In February 2015, we reported on Shaw v Merthyr Tydfil County Borough Council (2014), in which the Court of Appeal underlined the importance of complying with the formal requirements of Part 36 of the Civil Procedural Rules (the "CPR") when making a formal offer to settle. We also touched briefly on the changes to Part 36 which came into force on 6 April 2015. Most of the changes are technical in nature and do not affect the overall working of Part 36, but a few have broader impact and are important for everyone in settling actual or prospective court proceedings, or who wants to limit the cost of them.
Can false representations become 'spent'?

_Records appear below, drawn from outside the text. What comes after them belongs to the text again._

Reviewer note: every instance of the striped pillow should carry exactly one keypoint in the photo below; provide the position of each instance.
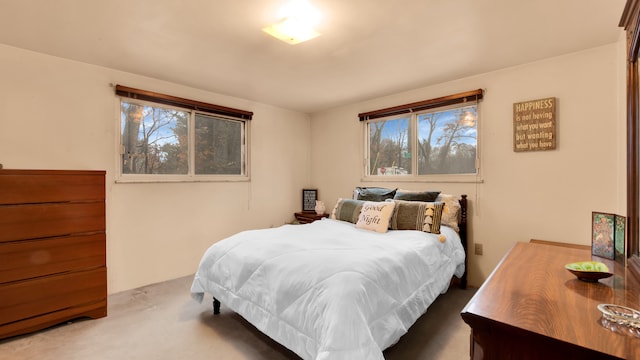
(417, 215)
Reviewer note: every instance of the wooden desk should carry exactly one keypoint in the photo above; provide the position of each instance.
(531, 307)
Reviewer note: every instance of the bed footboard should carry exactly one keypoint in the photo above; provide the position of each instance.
(216, 306)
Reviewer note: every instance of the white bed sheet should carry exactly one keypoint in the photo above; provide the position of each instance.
(327, 290)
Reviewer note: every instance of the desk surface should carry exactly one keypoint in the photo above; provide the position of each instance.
(531, 293)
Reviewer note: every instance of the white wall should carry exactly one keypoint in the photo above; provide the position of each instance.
(60, 114)
(543, 195)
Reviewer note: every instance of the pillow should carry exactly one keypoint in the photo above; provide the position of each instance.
(408, 195)
(375, 216)
(451, 211)
(417, 215)
(374, 193)
(347, 210)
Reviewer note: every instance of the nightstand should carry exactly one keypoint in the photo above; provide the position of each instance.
(305, 217)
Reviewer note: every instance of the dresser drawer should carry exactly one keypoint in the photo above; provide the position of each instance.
(34, 258)
(41, 186)
(25, 299)
(20, 222)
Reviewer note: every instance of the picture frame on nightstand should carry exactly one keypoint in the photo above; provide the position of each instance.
(603, 227)
(619, 239)
(309, 197)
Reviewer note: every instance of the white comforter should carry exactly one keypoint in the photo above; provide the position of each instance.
(328, 290)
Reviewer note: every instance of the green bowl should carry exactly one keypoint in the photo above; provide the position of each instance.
(590, 271)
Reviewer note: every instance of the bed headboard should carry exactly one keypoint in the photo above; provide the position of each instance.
(463, 236)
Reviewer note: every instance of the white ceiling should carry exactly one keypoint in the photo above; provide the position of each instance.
(369, 48)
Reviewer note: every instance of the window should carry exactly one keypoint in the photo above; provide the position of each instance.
(439, 138)
(163, 142)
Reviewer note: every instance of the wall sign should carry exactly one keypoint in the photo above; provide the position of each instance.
(534, 125)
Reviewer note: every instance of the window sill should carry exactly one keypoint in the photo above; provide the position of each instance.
(451, 179)
(123, 180)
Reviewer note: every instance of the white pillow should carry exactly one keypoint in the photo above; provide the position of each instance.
(375, 216)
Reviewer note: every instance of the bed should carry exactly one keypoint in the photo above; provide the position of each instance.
(332, 289)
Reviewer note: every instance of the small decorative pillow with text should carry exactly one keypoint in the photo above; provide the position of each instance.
(417, 215)
(347, 210)
(375, 216)
(451, 211)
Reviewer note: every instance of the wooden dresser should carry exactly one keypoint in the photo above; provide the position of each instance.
(52, 248)
(531, 307)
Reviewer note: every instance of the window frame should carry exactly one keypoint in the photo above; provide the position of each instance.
(413, 144)
(190, 176)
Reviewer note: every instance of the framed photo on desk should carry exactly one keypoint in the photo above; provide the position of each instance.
(309, 197)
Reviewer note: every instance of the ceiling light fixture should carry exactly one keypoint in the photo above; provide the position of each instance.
(298, 19)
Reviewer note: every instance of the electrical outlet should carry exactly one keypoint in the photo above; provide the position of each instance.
(478, 249)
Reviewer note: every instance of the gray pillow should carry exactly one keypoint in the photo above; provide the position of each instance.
(347, 210)
(374, 193)
(426, 196)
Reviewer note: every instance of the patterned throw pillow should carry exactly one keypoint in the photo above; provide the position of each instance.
(409, 195)
(417, 215)
(375, 216)
(347, 210)
(451, 211)
(374, 193)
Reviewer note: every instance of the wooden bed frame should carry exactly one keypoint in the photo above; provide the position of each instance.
(462, 226)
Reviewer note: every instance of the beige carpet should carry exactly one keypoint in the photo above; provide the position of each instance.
(161, 321)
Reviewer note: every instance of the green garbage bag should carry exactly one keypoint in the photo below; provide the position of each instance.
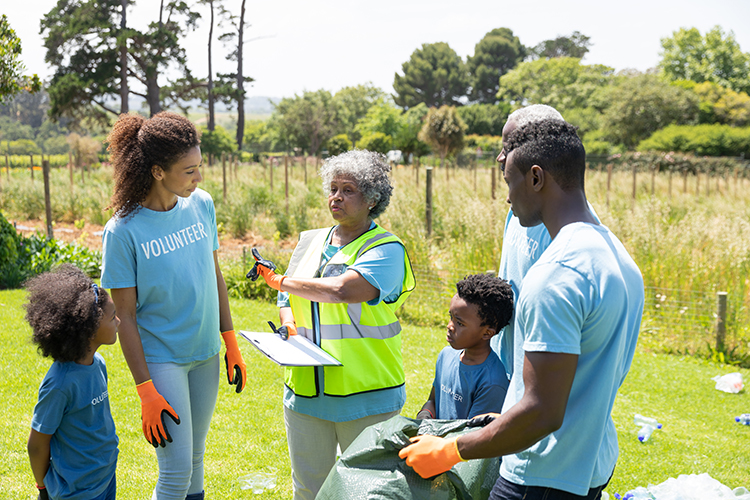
(371, 469)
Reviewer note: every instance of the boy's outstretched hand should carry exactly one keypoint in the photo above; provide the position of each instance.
(431, 455)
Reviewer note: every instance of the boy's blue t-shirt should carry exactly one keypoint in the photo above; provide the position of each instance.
(583, 296)
(73, 407)
(465, 391)
(383, 267)
(168, 257)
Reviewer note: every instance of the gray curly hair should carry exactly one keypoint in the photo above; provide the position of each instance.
(369, 170)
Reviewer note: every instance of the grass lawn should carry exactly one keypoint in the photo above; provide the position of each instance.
(247, 432)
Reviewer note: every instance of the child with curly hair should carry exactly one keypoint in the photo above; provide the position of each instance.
(470, 379)
(72, 446)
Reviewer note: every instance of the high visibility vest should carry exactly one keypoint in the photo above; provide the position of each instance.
(365, 339)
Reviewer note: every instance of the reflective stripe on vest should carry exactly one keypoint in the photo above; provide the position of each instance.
(365, 339)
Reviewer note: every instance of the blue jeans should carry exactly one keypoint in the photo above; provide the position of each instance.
(505, 490)
(191, 389)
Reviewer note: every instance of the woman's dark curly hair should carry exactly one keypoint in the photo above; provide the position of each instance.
(492, 296)
(64, 312)
(136, 145)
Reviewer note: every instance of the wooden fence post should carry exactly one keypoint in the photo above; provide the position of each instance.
(493, 175)
(428, 201)
(416, 170)
(669, 178)
(224, 175)
(47, 202)
(70, 169)
(697, 184)
(286, 182)
(721, 320)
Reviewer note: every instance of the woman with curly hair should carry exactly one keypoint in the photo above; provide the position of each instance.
(341, 290)
(72, 446)
(160, 262)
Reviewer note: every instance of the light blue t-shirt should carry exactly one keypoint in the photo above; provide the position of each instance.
(522, 247)
(168, 257)
(583, 296)
(73, 407)
(383, 267)
(465, 391)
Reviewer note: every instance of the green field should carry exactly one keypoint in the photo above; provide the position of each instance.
(247, 432)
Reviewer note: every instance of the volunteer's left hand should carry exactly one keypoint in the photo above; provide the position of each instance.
(236, 370)
(431, 455)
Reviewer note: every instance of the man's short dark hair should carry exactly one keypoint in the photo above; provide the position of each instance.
(555, 146)
(492, 296)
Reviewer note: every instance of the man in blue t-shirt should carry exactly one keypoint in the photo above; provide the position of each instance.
(469, 377)
(578, 313)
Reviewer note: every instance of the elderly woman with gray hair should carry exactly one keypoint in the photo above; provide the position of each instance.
(341, 290)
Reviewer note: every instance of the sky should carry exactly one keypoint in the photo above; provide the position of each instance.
(299, 45)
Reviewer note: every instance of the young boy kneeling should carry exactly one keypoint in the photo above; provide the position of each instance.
(470, 379)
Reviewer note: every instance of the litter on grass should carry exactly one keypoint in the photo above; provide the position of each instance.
(687, 487)
(259, 481)
(731, 382)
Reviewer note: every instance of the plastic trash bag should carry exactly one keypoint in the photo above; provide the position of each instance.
(731, 382)
(371, 469)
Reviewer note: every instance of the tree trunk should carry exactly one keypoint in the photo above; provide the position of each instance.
(211, 113)
(124, 89)
(240, 82)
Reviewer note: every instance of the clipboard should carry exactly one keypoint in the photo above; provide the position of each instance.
(296, 351)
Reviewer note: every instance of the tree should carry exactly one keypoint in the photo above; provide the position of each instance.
(687, 55)
(443, 130)
(642, 104)
(216, 141)
(353, 104)
(381, 117)
(495, 54)
(307, 121)
(576, 45)
(407, 138)
(562, 83)
(12, 80)
(434, 75)
(484, 119)
(376, 141)
(85, 47)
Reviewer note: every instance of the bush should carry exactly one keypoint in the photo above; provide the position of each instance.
(709, 140)
(22, 258)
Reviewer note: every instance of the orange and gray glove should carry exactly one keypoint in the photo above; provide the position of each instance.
(265, 268)
(236, 370)
(286, 329)
(153, 409)
(431, 455)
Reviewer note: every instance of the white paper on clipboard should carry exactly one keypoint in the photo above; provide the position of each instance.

In OMV Petrom SA v Glencore International AG (2015), the High Court considered whether representations that were relied upon by an agent at the time of contractual negotiations could not be relied upon subsequently by any other party because they were "spent." In this claim a commission agent contracted with Glencore International AG for the supply and delivery of a certain grade of crude oil. Glencore International AG (who was the Defendant supplier of the crude oil) made certain false representations to the agent regarding the various grades of crude oil due to be shipped under the contract. The High Court found the Defendant liable in the tort of deceit, rejecting the Defendant's submission that the representations were spent.
High Court finds implied duty of honesty and integrity in contract relating to vehicle recovery services
In D&G Cars Limited v Essex Police Authority (2015), the High Court found an implied duty of honesty and integrity in a contract for vehicle recovery services as a result of the nature of the relationship between the parties. Dove J summarised four key factors which pointed to the existence of this type of implied term, focusing on the contractual relationship between the parties, including expectations about behaviour.